ACCEPTABLE USE POLICY EMAIL

Abstract:  Jackson State University’s (“JSU” or “University”) Department of Information Technology (“DIT”) intention for publishing this Acceptable Use Policy Email policy is to ensure the protection and integrity of the University’s email system and to inform users of the importance of adherence to the guidelines provided herein. Policy Number: 50000.004 Effective Date: 2/13/2019 Review/Revised Date: 4/20/2023 Category: Information Technology Policy Owner: CIO/Information Technology Policy Contact: CISO/Information Technology

Policy Statement

The policy has been customized to accommodate the incorporation of Google Apps for Your Domain (“GAFYD”) Edu Version and their email service to the Jackson State University (“JSU” or “University”) Division of Information Technology (“DIT”) infrastructure. Therefore, Google’s Terms of Service (“TOS”) are also included in this document via this link:

https://www.google.com/apps/intl/en/terms/education_terms.html.

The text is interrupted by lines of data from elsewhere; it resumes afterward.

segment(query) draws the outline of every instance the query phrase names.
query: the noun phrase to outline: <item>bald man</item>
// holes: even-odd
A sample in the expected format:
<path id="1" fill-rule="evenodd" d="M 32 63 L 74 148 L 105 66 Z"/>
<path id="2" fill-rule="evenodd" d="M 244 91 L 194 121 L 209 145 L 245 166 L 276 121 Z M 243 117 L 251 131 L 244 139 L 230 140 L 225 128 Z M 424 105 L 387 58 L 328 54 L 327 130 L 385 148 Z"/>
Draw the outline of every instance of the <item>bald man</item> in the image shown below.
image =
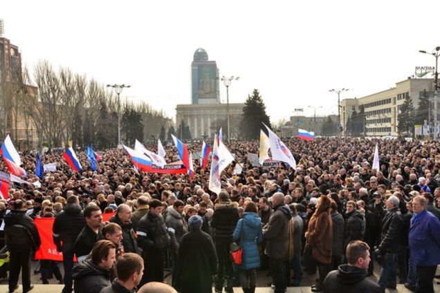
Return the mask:
<path id="1" fill-rule="evenodd" d="M 116 214 L 110 218 L 110 222 L 116 223 L 122 228 L 122 245 L 124 252 L 139 254 L 139 249 L 133 231 L 131 217 L 133 211 L 127 205 L 120 205 L 116 209 Z"/>

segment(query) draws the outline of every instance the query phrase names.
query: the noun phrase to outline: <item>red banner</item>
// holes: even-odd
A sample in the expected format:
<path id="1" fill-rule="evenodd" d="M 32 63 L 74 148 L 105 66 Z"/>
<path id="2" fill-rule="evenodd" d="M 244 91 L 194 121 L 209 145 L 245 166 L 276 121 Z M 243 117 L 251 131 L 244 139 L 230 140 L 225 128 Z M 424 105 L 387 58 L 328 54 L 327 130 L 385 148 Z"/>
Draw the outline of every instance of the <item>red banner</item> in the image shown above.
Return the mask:
<path id="1" fill-rule="evenodd" d="M 37 218 L 34 220 L 42 240 L 39 249 L 35 252 L 35 259 L 63 261 L 63 254 L 57 251 L 57 246 L 53 243 L 52 228 L 54 221 L 55 218 Z"/>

Although Google’s TOS are included in this document for the user’s convenience, JSU does not incorporate, adopt, or necessarily agree to those terms by virtue of this policy. If any of the TOS provided via the link above is amended and in conflict with the terms of this policy, then the terms of this policy shall have priority over any conflicting terms. Additionally, any provision not permitted by Mississippi law will be considered void.

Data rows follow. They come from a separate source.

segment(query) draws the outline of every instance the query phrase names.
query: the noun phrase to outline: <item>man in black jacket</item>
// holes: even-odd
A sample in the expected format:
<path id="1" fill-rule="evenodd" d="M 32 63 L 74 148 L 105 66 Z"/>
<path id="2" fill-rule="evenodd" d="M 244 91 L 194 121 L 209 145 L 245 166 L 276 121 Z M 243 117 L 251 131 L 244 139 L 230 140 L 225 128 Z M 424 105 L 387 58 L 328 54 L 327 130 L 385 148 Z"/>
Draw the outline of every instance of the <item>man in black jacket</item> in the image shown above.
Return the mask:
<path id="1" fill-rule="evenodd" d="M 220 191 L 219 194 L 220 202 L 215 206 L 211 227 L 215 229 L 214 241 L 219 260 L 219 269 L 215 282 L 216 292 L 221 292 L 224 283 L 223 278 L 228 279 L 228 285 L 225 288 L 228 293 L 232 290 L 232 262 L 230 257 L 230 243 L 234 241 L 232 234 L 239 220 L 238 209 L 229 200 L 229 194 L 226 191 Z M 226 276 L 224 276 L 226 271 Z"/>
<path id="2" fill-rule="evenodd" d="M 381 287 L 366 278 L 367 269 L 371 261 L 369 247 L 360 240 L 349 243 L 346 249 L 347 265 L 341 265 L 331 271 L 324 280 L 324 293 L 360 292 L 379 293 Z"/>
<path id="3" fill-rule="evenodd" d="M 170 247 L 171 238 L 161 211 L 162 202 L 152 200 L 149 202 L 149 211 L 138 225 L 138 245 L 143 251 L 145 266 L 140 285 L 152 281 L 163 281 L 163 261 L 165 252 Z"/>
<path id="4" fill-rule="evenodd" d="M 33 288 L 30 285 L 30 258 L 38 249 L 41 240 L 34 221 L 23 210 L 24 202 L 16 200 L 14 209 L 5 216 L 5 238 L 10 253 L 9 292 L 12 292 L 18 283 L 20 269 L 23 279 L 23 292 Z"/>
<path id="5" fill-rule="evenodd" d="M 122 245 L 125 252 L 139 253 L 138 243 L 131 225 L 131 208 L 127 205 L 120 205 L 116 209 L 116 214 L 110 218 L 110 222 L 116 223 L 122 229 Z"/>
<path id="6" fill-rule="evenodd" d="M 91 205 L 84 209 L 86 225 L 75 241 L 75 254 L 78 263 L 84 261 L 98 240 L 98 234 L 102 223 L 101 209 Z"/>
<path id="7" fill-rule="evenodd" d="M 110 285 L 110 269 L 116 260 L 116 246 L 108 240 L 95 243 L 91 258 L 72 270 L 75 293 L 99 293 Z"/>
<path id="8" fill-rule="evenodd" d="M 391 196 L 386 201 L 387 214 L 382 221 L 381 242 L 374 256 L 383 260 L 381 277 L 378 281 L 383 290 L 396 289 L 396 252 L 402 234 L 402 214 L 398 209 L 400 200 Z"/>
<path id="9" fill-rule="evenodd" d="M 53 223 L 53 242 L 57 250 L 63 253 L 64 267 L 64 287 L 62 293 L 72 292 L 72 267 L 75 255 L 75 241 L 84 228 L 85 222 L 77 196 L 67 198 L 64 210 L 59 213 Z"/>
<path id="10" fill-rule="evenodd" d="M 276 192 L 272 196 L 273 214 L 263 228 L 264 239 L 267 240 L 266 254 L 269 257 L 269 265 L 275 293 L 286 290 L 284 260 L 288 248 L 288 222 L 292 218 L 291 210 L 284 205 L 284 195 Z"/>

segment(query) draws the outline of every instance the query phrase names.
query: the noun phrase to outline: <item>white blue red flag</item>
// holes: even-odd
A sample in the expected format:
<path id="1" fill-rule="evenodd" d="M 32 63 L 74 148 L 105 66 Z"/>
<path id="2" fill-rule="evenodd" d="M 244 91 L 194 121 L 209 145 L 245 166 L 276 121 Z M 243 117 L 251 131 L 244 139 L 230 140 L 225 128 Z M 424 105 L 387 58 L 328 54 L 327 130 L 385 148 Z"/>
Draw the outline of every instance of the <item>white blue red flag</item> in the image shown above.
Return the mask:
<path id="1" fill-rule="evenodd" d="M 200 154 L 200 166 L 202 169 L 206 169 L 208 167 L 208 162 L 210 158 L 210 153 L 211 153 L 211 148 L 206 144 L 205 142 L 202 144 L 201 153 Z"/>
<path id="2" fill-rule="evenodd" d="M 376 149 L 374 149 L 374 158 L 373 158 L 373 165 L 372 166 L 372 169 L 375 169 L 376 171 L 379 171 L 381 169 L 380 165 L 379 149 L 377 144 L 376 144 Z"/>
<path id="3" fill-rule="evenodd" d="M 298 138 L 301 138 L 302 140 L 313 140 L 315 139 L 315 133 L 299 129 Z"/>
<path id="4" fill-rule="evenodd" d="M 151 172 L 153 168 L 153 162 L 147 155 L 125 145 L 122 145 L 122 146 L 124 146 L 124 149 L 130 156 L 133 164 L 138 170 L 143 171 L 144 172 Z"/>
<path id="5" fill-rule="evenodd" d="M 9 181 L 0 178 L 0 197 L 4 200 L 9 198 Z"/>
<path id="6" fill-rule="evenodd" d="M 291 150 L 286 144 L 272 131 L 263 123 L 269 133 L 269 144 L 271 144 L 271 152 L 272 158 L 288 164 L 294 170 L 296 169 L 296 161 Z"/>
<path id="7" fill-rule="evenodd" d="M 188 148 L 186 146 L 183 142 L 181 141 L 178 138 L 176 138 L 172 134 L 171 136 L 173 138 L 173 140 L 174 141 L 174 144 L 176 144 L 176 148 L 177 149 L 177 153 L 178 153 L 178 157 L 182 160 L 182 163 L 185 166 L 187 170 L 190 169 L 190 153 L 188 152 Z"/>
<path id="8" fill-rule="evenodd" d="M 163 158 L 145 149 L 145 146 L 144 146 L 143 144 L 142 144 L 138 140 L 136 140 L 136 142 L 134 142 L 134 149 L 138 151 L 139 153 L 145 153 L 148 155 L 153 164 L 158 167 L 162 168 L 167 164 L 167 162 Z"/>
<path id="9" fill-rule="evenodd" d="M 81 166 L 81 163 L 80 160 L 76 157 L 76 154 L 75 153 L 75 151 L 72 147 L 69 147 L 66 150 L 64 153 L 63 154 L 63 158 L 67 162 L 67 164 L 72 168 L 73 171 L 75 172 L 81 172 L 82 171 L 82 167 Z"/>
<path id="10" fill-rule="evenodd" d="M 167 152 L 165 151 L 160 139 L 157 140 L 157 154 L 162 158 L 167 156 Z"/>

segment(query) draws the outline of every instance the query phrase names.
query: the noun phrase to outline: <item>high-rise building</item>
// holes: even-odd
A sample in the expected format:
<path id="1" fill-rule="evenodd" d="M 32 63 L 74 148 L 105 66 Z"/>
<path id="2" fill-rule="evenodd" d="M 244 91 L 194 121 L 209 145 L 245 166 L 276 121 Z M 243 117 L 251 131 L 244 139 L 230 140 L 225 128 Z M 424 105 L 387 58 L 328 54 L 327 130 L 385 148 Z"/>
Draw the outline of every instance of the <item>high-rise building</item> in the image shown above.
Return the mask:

Note: All data and information created, transmitted, or stored via the JSU email systems (hosted internally or otherwise) are JSU property. Consequently, the University has taken reasonable precautions to prevent unlawful third party access to these data.

Purpose

Email is one of the primary modes of communication within JSU, as such, the University provides email resources to support its work and mission. However, misuse and inappropriate usage can cause damage to the email system and pose legal, privacy and security risks. Thus, the purpose of this policy is to ensure the protection and integrity of the University’s email system and to inform users of the importance of adherence to the guidelines provided herein.

 

Definitions

• As used in this policy:
  • “Data” – Includes University, student, alumni, faculty and staff data.
  • “Email” – Electronic messages distributed via a computer networks to one or more recipient.
  • “Employee” – Includes JSU faculty, staff, contractors, consultants and agents.
  • “FERPA”- Family Educational Rights and Privacy Act.
  • “Information” – Includes University, student, faculty and staff information.
  • “Student” – anyone enrolled and registered for classes at JSU.
  • “Users” – Means users of Jackson State University email system and electronic communication resources.

 

Employee Adherence

This policy provides guidelines on appropriate usage of the University’s email and applies to all JSU employees, students, alumni contractors, consultants and individuals using communication technologies to transmit information or data via the JSU email system or computer network. It covers software platforms, and computing devices; there is no distinction between use of JSU email on your personal device or on a JSU computing device. The scope of this policy includes, (a) privacy and confidentiality, (b) email address format, (c) email usage, (d) account creation/deactivation, (e) technical support, (f) university access and disclosure and (g) monitoring of communication disclosure.

 

Policy

Privacy and Confidentiality

JSU and Google will make reasonable efforts to maintain the integrity and effective operation of its email systems, but users are advised that those systems should in no way be regarded as a secure medium for the communication of sensitive or confidential information. Due to the inherent security limitations of electronic communications, the University cannot assure the privacy of individual user’s email resources nor the confidentiality of messages that may be created, transmitted, received, or stored.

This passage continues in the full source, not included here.